Malignant catarrhal fever (MCF) is an often-fatal viral disease that affects primarily ruminants. The disease is caused by gamma herpesviruses in the MCF group of the Macavirus genus. These viruses are carried asymptomatically by certain animal species that serves as virus reservoirs but can cause disease when transmitted to other non-adapted, susceptible species. Ovine herpesvirus-2 (OvHV-2), transmitted by sheep, is globally distributed and the most frequent cause of MCF worldwide. In North America, sheep-associated MCF is a leading cause of death in American bison, which are highly susceptible to the disease. Overall, MCF results in significant economic impact to agriculture not only due to the loss of animals but also because it imposes restrictions to multispecies operations. With no treatment or vaccines available, currently the only way to control the disease is separating carrier and susceptible animals. Therefore, availability of an effective vaccine to MCF and reliable diagnostic assays are top priorities for the agricultural industry. Using rabbits as a laboratory animal model, we have recently demonstrated that protection to MCF can be achieved when using recombinant viral vectors carrying OvHV-2 genes as potential vaccines. In this project we propose to test the safety, efficacy, and duration of protection of selected vaccine candidates in relevant livestock species. We also plan to improve disease control by developing a point-of-care serological assay for detection of MCF virus reservoirs. Objective 1: Assess the safety and efficacy of new MCF vaccine platforms and delivery systems. Sub-objective 1.A: Evaluate the safety of immunogen formulations to deliver OvHV-2 gB as an SA-MCF vaccine in cattle and bison. Sub-objective 1.B: Determine the efficacy of a vaccine targeting OvHV-2 gB in preventing SA-MCF in bison. Sub-objective 1.C: Assess the risk of SA-MCF vaccinated bison to develop MCF upon exposure to OvHV-2 infected sheep. Objective 2: Improve MCF diagnosis by developing new optimized diagnostic assays.

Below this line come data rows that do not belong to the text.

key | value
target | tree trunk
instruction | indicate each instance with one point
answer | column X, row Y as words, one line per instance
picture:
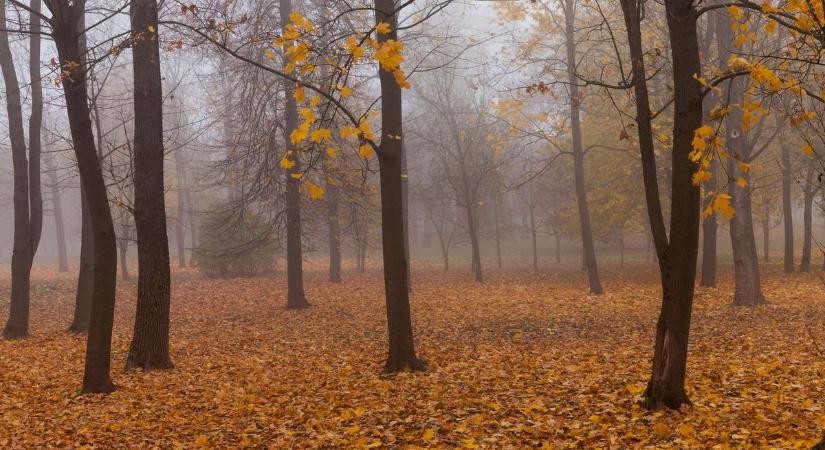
column 578, row 152
column 709, row 234
column 399, row 321
column 334, row 228
column 677, row 258
column 296, row 298
column 808, row 194
column 787, row 209
column 150, row 343
column 180, row 231
column 86, row 274
column 66, row 34
column 17, row 326
column 766, row 233
column 535, row 241
column 57, row 208
column 748, row 290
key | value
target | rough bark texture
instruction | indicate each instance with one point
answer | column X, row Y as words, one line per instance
column 66, row 34
column 399, row 321
column 86, row 273
column 578, row 152
column 149, row 349
column 748, row 287
column 787, row 210
column 17, row 325
column 677, row 258
column 57, row 210
column 808, row 193
column 296, row 298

This project focuses on two important aspects of malignant catarrhal fever (MCF) research: Objective 1 is development of a safe and effective sheep-associated (SA)-MCF vaccine for clinically susceptible species and Objective 2 is improvement of diagnostic capabilities for detection of MCF virus reservoirs. In Sub-objective 1.A, we will test a recombinant viral vectored vaccine expressing ovine herpesvirus-2 (OvHV-2) glycoprotein B (gB) in cattle and bison to determine its safety and immunogenicity. Vaccination will be done with the viral vector in adjuvant alone or following prime immunization with DNA encoding OvHV-2 gB. Experimental animals will be monitored for potential adverse effects from immunizations and development of immune responses to the OvHV-2 antigen. Our hypothesis is that immunization with the vaccine formulations and regimes tested does not cause adverse reactions in cattle or bison. In Sub-objective 1.B, we will determine the efficacy of a vaccine in preventing SA-MCF in bison. The hypothesis for this sub-objective is that immunization with a vaccine targeting OvHV-2 gB protects bison from SA-MCF following challenge with a lethal dose of OvHV-2. Experimental animals will be challenged at different times post-vaccination to evaluate the duration of protection induced by vaccination. In Sub-objective 1.C, we will assess the risk of SA-MCF vaccinated bison to develop MCF upon exposure to OvHV-2 infected sheep. This will be a field trial to test the hypothesis that bison immunized with the SA-MCF vaccine have reduced risk of developing MCF than non-vaccinated animals when exposed to OvHV-2 infected sheep. Vaccinated and non-vaccinated control bison will be exposed to a flock of OvHV-2 infected sheep maintained at close proximity for at least 3 months. Development of disease in both groups will be used to calculate protection rates and risks. In Objective 2 we will improve MCF diagnosis by developing a point-of-care serological assay for detection of MCFV antibodies. The goal is to validate and optimize a lateral flow immunoassay using recombinant OvHV-2 gB coupled to quantum dots as antigen. This is expected to result in a rapid, simple, sensitive, and inexpensive method to identify infected animals that can serve as viral reservoirs.